Tips for Vaginal Health

Tips for Vaginal Health Generally, practicing safe, healthy, and sanitary daily practices and leading a healthy and active life can help prevent vaginal health complications. There are a few other tips and preventative measures that women can use to support their overall and vaginal health, which may be leading to urinary complications. Keep Clean - Make sure you’re practicing good hygiene habits. Shower or bathe regularly, change undergarments daily, and in the bathroom, wipe front to back (this is a very real suggestion from the Mayo Clinic). Avoid using heavily perfumed “feminine hygiene” products, such as deodorant sprays and soaps as they are often heavy in chemicals that can irritate the vagina and throw off pH balance. Practice Healthy Sex Habits - To avoid both STDs and UTIs, healthy and safe sex is important. If you don’t know your partners' past sexual history, using condoms will prevent the spread of STDs or STIs. In addition, always urinate both before and after sexual intercourse to flush out any bacteria. Drink Your Water - Water helps to dilute the urine, allowing the body to not only pass urine more frequently but pass more bacteria through the system before an infection can occur. Birth Control Options - Spermicide, a chemical that is inserted into the vagina before sex to kill or immobilize sperm to prevent pregnancies has been linked to an increase in UTIs and vaginal irritation.
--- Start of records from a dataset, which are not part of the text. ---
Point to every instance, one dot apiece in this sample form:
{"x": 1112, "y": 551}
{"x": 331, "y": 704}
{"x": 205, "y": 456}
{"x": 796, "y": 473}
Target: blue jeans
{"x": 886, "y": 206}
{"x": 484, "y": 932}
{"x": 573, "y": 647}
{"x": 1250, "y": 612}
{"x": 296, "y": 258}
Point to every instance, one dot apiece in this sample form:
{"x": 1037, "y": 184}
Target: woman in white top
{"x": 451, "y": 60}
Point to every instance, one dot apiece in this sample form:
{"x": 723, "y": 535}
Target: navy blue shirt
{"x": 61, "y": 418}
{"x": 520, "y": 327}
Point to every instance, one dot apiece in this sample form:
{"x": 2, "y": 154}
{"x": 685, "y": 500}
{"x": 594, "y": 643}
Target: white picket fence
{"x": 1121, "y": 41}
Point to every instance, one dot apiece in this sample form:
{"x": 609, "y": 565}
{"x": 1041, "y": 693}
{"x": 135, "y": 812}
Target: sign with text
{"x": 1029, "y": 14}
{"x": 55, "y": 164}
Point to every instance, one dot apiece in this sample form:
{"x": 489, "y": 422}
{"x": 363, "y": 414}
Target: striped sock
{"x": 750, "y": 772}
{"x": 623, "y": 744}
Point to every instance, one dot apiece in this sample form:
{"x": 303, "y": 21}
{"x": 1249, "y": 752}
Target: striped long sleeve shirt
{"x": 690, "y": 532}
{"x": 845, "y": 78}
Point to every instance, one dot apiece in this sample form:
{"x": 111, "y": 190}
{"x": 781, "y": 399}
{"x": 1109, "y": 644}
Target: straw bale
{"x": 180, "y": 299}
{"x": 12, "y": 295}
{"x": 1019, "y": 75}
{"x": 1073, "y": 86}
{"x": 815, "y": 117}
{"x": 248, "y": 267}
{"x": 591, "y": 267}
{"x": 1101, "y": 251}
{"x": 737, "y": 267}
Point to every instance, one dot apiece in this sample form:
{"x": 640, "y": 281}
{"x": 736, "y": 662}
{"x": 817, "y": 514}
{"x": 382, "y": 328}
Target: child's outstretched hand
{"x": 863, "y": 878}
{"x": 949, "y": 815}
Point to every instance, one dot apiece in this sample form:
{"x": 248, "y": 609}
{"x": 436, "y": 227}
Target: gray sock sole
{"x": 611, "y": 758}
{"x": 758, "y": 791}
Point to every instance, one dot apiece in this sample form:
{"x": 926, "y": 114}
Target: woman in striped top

Women that use a diaphragm as a form of birth control are also more likely to develop UTIs because the diaphragms push against the urethra and make it harder to completely empty your bladder. The urine that stays in the bladder is more likely to grow bacteria and cause infections. These are all preventive and precautionary steps that women can take to help support their vaginal and urinary health. In addition to taking these steps, visit your doctor, OBGYN, and take advantage of local women’s health clinics to ensure that your vaginal health is stable.